The government would cut an extra 10 billion pounds a year from its welfare budget and slash spending across the board in the next phase of austerity if re-elected, Chancellor George Osborne will say on Monday.
The 2015 election is likely to be decided on the health of the economy, how fast the deficit should be tackled and what areas of spending and taxation each party would focus on to balance Britain's bloated public finances.
The Conservatives, who had bet growth would reduce the deficit and help them win the next election, are struggling with a recession and a series of blunders which have put them about 10 percentage points behind the Labour Party in opinion polls.
Osborne and Prime Minister David Cameron are trying to use their party's annual conference in Birmingham to project an image of economic prudence.
They hope voters will welcome a further 10 billion pounds of cuts in welfare spending - an area often portrayed in the media as rife with scroungers and waste.
"We are both satisfied that this is possible and we will work together to find savings of this scale," Osborne said in an article with work and pensions minister Iain Duncan Smith for Monday's Daily Mail.

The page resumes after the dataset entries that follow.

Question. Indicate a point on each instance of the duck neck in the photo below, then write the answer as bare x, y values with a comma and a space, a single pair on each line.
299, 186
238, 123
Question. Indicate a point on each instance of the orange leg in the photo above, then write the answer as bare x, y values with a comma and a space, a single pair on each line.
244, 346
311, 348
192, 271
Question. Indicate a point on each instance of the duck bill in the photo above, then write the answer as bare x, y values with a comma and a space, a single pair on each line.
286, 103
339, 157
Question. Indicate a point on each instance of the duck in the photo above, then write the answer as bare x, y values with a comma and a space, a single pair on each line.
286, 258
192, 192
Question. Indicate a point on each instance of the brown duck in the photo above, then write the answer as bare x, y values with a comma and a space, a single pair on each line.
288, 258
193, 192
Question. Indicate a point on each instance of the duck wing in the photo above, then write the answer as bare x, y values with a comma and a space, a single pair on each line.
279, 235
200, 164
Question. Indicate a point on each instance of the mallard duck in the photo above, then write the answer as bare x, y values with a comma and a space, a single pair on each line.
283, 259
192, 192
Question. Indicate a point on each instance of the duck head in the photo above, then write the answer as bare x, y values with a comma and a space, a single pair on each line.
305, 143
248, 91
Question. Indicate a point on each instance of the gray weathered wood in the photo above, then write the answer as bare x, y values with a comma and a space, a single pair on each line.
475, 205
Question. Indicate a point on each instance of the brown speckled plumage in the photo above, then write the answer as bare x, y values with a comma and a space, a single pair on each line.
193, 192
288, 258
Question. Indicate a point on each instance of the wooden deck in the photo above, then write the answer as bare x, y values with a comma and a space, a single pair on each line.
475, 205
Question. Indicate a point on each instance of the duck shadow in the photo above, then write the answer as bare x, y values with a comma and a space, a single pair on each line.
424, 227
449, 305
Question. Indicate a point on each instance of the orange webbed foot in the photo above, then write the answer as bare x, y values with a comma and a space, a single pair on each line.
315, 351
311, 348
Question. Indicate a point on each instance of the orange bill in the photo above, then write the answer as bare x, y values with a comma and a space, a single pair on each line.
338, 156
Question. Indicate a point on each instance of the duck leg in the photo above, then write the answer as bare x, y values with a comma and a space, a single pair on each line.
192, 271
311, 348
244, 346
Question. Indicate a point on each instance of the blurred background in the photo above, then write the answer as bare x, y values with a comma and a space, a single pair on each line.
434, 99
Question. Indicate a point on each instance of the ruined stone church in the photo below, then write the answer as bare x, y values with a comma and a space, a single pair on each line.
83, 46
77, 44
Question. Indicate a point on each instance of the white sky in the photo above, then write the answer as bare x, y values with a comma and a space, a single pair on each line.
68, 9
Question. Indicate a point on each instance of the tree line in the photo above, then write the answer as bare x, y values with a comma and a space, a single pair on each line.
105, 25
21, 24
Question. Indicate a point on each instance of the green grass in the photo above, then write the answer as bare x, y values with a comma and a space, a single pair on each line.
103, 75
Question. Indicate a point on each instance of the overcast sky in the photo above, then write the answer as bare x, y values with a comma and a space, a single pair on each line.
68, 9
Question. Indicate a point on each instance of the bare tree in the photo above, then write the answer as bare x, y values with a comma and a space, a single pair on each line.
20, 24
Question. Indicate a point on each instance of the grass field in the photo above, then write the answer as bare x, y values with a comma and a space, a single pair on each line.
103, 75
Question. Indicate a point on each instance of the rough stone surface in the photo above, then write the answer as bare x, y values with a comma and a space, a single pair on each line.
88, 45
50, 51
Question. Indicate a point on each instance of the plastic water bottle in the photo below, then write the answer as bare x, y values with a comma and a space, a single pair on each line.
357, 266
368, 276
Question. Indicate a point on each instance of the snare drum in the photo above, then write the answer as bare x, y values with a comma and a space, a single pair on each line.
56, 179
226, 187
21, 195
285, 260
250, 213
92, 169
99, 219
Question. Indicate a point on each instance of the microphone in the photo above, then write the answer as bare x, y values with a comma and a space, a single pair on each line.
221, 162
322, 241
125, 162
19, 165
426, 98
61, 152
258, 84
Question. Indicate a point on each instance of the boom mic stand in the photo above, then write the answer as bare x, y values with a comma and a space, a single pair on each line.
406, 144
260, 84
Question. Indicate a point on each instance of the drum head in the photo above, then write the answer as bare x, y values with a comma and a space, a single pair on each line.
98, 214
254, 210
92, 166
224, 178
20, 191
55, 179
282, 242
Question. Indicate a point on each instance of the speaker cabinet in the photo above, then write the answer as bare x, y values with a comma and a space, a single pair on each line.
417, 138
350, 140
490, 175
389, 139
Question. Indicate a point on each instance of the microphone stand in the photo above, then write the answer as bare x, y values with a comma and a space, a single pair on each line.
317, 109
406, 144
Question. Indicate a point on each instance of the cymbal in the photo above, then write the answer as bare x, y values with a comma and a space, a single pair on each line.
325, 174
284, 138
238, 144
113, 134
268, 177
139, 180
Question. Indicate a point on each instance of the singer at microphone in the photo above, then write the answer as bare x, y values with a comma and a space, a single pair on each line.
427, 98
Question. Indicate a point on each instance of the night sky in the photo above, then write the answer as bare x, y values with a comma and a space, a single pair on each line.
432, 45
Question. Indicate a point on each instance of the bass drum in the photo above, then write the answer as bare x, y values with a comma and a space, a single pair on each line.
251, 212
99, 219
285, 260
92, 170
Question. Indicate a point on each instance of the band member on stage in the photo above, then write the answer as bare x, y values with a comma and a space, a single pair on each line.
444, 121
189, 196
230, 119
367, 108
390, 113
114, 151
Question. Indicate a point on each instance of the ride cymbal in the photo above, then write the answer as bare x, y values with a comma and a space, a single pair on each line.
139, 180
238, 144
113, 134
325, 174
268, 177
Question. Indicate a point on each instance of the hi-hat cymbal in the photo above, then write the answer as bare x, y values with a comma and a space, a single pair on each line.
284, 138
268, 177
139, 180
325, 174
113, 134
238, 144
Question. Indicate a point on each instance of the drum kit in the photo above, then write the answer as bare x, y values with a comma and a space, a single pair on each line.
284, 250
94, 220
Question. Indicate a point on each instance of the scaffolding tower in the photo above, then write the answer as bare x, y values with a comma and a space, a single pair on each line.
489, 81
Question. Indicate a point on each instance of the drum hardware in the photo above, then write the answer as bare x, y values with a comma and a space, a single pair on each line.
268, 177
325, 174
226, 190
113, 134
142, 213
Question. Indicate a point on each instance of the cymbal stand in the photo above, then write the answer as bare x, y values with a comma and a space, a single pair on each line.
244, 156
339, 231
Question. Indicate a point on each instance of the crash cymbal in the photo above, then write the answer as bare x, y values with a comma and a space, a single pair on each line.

Osborne, a close Cameron ally who was booed by crowds before he presented medals to winners at the Paralympics last month, will make a speech at the conference on Monday.
The "social protection" budget, by far the biggest of all departmental spending, is estimated to come in at 207 billion pounds in 2012/13 - almost a third of total spending.
Labour, which wants to see more taxes on banks and the rich, says Osborne has cut spending too quickly and choked demand, but the government says softening its austerity plan would endanger Britain's recovery by putting its low borrowing costs at risk.
Osborne's March budget showed he would have to cut borrowing by 49 billion pounds ($79 billion) in the two years following the 2015 election, after weak growth put paid to the coalition's plan to deal with a record budget deficit in this parliament.
Investors say that Osborne will be forced to either cut spending more deeply or extend austerity well into the next parliament to honour his pledge to get Britain's deficit under control because of a return to recession this year.
Cutting more from the welfare budget would allow cuts at other government departments to be held at a similar pace as is being enforced in current spending plans which run until the end of the 2014/15 fiscal year, according to Treasury calculations.
The government's next spending review, expected before 2015, will cover much of the 2015-2020 parliament and set the tone for the election battle.
Osborne, who delivers economic and borrowing forecasts on December 5, is expected to make a blunt assessment of the challenges facing Britain in Monday's speech and to say austerity should be borne in a fair way by all sections of society.
However, he has dismissed calls by the Liberal Democrat junior coalition partners for a tax on expensive homes or a further tax on the wealthy.